Aqui no Brasil, Lula deixa claro que não pretende revogar as reformas e privatizações aprovadas em nosso regime degradado desde o golpe institucional e que avançaram no governo Bolsonaro. Pelo contrário, Lula sempre se coloca como um dos mais responsáveis gestores do bárbaro capitalismo brasileiro, reafirmando seu compromisso com o centrão e setores reacionários da burguesia nacional como o agronegócio, bem como com o próprio FMI (algo que reafirmou logo após visita à Argentina), o mercado financeiro e o imperialismo.
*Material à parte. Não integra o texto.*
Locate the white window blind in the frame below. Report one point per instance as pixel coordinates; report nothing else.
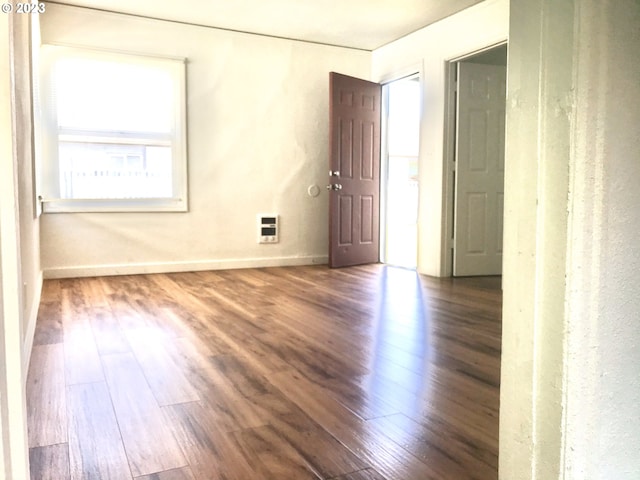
(114, 133)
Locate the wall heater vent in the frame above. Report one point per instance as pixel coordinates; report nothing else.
(268, 228)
Seu apoio à uma chapa tendo como vice com uma figura como Alckmin, um dos rostos do neoliberalismo no país, deixam claro que, apesar das ilusões que o petismo busca disseminar, com a ajuda de parte da esquerda, se aproxima mais um governo de ataques ao povo trabalhador diante da crise econômica.

A luta contra o acordo com o FMI e o pagamento da dívida é parte da luta pela expulsão do imperialismo da Argentina e de toda América Latina. Desde o Brasil, é preciso dar todo o apoio e se inspirar no exemplo de independência e unidade de classe que vem se desenvolvendo, impulsionado pela FITU e o PTS, para que os trabalhadores, a juventude e a esquerda brasileira possam se preparar desde já para os ataques que os capitalistas buscarão descarregar independente do resultado das eleições ao final do ano. É preciso lutar pela auto-organização em cada local de trabalho e estudo, pela solidariedade e a unidade na ação por parte das fileiras dos explorados e oprimidos, levantando a necessidade de debater um programa que, fazendo com que os capitalistas nacionais e as multinacionais imperialistas paguem pela crise, possa apresentar respostas às necessidades mais urgentes dos trabalhadores, do povo pobre e dos setores oprimidos.